Mayor Ed Lee with SFMTA Director of Transportation Ed Reiskin and Dept. of Public Works Head Mohammed Nuru on a tour of construction on Cesar Chavez. Photo: Aaron Bialick

With election day less than 24 hours away, it’s safe to say all the San Francisco mayoral candidate questionnaires are in.

But when Streetsblog recently posted excerpts from responses to the SF Transit Riders Union (SFTRU) mayoral candidate survey, readers pointed out a notable no-show. Mayor Ed Lee hadn’t filled out a survey, nor did he come to speak personally at the August SFTRU forum with five of the other top candidates. SF Public Press reporter Jerold Chinn said Lee also did not respond to repeated requests to be interviewed as part of his series on Muni issues.

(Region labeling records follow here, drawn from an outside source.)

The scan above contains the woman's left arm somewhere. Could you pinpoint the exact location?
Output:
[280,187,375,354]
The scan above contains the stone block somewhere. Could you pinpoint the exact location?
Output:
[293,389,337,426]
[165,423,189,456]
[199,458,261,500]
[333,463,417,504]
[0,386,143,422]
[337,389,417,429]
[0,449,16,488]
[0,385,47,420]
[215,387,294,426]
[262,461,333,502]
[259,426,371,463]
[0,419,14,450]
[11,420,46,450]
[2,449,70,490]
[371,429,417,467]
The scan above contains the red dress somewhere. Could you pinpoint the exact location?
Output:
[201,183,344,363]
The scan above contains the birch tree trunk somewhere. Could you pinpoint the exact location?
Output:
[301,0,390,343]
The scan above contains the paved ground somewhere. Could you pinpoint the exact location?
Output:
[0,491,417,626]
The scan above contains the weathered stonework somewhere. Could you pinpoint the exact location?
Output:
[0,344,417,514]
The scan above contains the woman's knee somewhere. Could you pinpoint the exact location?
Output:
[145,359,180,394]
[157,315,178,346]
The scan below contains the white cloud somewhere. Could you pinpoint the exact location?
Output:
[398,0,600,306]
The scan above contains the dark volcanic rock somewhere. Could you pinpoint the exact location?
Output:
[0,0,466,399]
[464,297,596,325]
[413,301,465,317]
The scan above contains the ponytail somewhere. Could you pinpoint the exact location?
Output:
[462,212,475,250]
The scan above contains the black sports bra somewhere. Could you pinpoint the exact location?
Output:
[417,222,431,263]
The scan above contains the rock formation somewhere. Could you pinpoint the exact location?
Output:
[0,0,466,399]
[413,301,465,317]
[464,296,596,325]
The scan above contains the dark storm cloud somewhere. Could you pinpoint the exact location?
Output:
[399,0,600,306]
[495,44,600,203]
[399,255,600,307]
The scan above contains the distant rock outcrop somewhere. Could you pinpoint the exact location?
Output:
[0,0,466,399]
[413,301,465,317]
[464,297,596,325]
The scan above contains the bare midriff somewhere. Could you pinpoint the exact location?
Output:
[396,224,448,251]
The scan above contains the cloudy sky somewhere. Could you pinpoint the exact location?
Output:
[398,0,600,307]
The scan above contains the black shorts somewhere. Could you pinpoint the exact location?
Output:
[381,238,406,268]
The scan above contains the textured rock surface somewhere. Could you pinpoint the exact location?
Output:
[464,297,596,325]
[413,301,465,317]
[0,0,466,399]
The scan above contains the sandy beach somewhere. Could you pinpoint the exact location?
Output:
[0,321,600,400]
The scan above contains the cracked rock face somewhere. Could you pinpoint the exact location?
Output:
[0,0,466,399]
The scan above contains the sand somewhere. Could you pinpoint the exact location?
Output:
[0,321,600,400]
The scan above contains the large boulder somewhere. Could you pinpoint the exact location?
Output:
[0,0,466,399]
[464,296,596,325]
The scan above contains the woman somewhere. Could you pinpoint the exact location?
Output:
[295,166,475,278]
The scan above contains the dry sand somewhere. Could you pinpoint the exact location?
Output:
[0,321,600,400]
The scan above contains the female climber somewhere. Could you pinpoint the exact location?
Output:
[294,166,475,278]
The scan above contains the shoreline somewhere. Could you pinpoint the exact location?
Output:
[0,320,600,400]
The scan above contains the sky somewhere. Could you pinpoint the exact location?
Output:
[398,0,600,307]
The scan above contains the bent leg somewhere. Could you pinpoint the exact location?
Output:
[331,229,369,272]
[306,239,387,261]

We followed up with Lee’s campaign and asked about the lack of a response from the mayor to the SFTRU survey. Spokesperson Tony Winnicker sent this explanation:

First, I’m not aware that we received the Transit Riders questionnaire as we certainly would have responded. If we missed it that’s an oversight. I do know on Aug 17 we received an invitation to a meeting on Aug 22 but Mayor Lee was unable to attend due to a conflict with an official event. Mayor Lee has attended many forums where Muni and the SFMTA are issues, but he has not been able to attend all of them due to his responsibilities as Mayor.